Pompeo Reups Threats to ICC Over US, Israel War Crimes Probes, Showing White House 'Determined to Prevent' Accountability

U.S. Secretary of State Mike Pompeo. (Photo: Jabin Botsford/The Washington Post via Getty Images)

Pompeo Reups Threats to ICC Over US, Israel War Crimes Probes, Showing White House 'Determined to Prevent' Accountability

"You'll see in the coming days a series of announcements not just from the State Department, from all across the United States government, that attempt to push back against what the ICC is up to," said the secretary of state.

Secretary of State Mike Pompeo is continuing the Trump administration's threats against the International Criminal Court, saying in a recent interview that the White House would soon be making "announcements" to show the world "we are determined to prevent having Americans and our friends and allies in Israel and elsewhere hauled in by this corrupt ICC."

"Once again, the Trump administration is taking a page out of a dictator's playbook and threatening to interfere with judicial proceedings," Katherine Gallagher, senior staff attorney at the Center for Constitutional Rights (CCR) and legal representative of victims of U.S. torture at the ICC, said in a statement to Common Dreams.

Pompeo's remarks, first reported by Politico, came in an interview with the right-wing American Enterprise Institute's "What the Hell Is Going On?" podcast released Monday.

The secretary of state was asked if he was concerned about the ICC's probe into alleged war crimes committed by U.S. forces in Afghanistan. To the plaudits of human rights advocates, the court advanced that investigation in March despite the White House's moves to bully prosecutors into dropping the attempt to hold the U.S. accountable for its overseas actions, including alleged crimes committed as part of the U.S. torture program at CIA "black sites."

Pompeo responded that he was "very concerned" about the investigation. "You'll see in the coming days a series of announcements not just from the State Department, from all across the United States government, that attempt to push back against what the ICC is up to," he said.

The ICC officially has jurisdiction over crimes committed by actors within countries that are parties to the Rome Statute, but Pompeo suggested the court didn't have the power to follow its investigation of U.S. crimes in Afghanistan, saying, "We never signed up for it."
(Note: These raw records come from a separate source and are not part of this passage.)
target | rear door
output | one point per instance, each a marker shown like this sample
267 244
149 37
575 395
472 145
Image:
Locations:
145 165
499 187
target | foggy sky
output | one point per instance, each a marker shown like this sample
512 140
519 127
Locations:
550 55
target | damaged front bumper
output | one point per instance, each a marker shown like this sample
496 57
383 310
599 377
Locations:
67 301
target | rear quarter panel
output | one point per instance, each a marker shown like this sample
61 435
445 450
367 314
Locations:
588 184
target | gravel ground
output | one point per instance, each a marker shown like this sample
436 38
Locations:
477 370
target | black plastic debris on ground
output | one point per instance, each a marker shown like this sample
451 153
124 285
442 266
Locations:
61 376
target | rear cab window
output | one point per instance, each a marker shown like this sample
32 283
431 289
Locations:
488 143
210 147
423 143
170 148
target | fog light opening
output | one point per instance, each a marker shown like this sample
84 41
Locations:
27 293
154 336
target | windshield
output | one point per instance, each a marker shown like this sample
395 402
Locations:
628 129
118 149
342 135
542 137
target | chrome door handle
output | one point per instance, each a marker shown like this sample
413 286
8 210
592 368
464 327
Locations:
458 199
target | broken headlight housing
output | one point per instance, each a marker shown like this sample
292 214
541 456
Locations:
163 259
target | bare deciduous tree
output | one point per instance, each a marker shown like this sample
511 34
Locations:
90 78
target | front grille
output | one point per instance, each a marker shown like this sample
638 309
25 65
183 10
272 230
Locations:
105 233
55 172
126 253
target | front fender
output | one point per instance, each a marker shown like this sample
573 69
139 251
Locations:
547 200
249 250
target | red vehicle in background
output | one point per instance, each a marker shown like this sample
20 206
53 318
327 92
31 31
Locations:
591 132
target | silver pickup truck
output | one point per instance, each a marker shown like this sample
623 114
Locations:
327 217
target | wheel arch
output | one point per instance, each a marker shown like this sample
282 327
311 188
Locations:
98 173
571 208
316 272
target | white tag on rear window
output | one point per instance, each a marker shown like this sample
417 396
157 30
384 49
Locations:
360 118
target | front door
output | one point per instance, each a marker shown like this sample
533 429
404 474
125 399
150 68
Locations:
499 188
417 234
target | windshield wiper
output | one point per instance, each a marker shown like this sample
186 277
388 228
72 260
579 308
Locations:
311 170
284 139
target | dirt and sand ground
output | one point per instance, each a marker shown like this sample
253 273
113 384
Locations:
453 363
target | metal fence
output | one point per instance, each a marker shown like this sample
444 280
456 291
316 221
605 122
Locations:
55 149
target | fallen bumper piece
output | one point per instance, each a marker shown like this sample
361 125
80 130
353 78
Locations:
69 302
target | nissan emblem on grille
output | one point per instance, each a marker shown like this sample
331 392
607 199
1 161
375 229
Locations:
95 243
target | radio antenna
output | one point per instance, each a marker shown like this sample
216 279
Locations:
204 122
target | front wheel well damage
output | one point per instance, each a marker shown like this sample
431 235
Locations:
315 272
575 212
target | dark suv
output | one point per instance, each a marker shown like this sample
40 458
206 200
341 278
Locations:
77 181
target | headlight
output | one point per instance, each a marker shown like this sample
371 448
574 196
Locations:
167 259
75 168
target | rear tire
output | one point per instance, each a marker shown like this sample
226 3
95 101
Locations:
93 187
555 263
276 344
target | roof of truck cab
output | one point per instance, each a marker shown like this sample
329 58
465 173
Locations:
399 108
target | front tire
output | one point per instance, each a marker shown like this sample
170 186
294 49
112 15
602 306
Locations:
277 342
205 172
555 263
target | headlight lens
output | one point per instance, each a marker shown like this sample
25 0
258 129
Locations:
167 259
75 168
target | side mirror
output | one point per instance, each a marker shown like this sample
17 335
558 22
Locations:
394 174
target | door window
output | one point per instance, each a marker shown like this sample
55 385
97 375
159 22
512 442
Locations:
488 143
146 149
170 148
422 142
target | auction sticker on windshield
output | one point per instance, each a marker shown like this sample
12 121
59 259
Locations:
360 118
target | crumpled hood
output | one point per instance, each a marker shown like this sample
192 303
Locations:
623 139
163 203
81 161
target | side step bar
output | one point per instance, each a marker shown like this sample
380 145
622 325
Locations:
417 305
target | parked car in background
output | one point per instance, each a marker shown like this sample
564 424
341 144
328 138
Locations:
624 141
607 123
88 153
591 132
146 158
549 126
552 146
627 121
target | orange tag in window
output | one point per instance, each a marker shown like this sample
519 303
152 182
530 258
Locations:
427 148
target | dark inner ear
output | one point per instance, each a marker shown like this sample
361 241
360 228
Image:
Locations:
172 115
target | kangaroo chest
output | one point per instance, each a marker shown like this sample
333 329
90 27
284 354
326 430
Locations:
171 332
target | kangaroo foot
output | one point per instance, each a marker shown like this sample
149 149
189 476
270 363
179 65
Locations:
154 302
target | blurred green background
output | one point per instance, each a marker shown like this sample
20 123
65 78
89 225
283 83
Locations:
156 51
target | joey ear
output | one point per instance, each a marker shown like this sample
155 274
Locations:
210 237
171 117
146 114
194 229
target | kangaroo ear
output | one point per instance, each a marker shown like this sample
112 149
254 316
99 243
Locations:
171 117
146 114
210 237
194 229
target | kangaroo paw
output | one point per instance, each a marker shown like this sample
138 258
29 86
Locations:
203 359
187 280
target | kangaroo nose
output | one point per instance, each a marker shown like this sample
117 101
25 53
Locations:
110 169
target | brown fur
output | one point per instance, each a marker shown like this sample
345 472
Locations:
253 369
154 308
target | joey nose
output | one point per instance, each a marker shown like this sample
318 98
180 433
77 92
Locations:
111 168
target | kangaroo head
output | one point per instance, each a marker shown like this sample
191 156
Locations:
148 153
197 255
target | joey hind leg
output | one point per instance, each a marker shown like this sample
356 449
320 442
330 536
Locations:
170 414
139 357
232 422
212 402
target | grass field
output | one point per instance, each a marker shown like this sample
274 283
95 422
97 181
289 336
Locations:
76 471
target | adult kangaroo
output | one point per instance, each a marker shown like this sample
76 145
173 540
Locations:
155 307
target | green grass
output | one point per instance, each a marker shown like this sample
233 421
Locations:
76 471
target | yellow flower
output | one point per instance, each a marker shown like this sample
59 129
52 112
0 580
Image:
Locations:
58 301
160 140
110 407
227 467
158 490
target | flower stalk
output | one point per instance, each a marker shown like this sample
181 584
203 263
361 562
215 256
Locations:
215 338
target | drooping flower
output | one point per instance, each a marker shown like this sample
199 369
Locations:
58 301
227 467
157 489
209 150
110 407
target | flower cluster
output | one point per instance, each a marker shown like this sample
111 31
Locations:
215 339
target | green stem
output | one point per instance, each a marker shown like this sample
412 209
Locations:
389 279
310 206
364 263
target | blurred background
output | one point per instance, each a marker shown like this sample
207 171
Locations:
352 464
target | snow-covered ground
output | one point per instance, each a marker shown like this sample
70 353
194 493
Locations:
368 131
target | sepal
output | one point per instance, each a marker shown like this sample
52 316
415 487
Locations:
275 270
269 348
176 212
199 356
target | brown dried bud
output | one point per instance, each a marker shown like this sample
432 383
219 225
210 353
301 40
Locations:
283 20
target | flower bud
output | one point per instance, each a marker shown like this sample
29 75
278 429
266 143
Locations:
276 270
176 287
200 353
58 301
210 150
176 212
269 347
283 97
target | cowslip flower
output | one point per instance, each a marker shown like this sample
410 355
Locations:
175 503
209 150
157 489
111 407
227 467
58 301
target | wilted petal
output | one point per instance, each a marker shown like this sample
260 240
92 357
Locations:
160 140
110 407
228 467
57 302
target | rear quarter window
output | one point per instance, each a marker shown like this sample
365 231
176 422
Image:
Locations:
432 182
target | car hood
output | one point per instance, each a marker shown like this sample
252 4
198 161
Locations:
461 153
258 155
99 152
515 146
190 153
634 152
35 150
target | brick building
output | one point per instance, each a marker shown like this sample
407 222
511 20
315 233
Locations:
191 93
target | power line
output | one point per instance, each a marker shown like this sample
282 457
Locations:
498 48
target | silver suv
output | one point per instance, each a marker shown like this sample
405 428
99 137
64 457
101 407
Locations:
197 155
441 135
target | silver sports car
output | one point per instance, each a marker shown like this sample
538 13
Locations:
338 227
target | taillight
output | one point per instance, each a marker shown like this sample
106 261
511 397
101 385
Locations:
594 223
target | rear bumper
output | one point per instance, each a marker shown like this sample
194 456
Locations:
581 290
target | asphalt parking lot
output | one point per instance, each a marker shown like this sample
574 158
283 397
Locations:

He also bashed the ICC as "corrupted," claimed the court is wrong to think it can "haul these young men and women in," referring to U.S. forces, and reiterated the administration's rebuke of the ICC probe into alleged crimes committed by Israeli forces in Palestine.

"We will never let that happen," said Pompeo. "We're working along many fronts to prevent it from happening. They're doing this not just to us, but to Israel, where they're beginning to look into what took place in the West Bank."

"Again," he continued, "it's completely inappropriate, it's completely inconsistent with international law, and it puts our young men and women at risk and it's something President Trump and our team aren't going to permit to happen."

"I don't want to get ahead of the announcements we're going to make in the coming days, but I think you'll see, and I think that the ICC and the world will see, that we are determined to prevent having Americans and our friends and allies in Israel and elsewhere hauled in by this corrupt ICC," said Pompeo.

CCR's Gallagher, in her statement, stressed that the Trump administration could take steps to avoid ICC probes.

One step is to "ensure that its military and security forces don't commit war crimes and crimes against humanity on the territory of the 123 countries that are members of the ICC," she said.

If such crimes are committed, the other choice facing the Trump administration is to "conduct independent investigations up to the top of the chain of command and, if warranted, prosecutions," said Gallagher.

"Threatening to sanction judges, prosecutors, and lawyers who seek justice is not what democracies do," she continued, "and if the U.S. goes further down this path, it is making clear that it is no longer a country committed to the rule of law."

This post has been updated to include comment from Gallagher.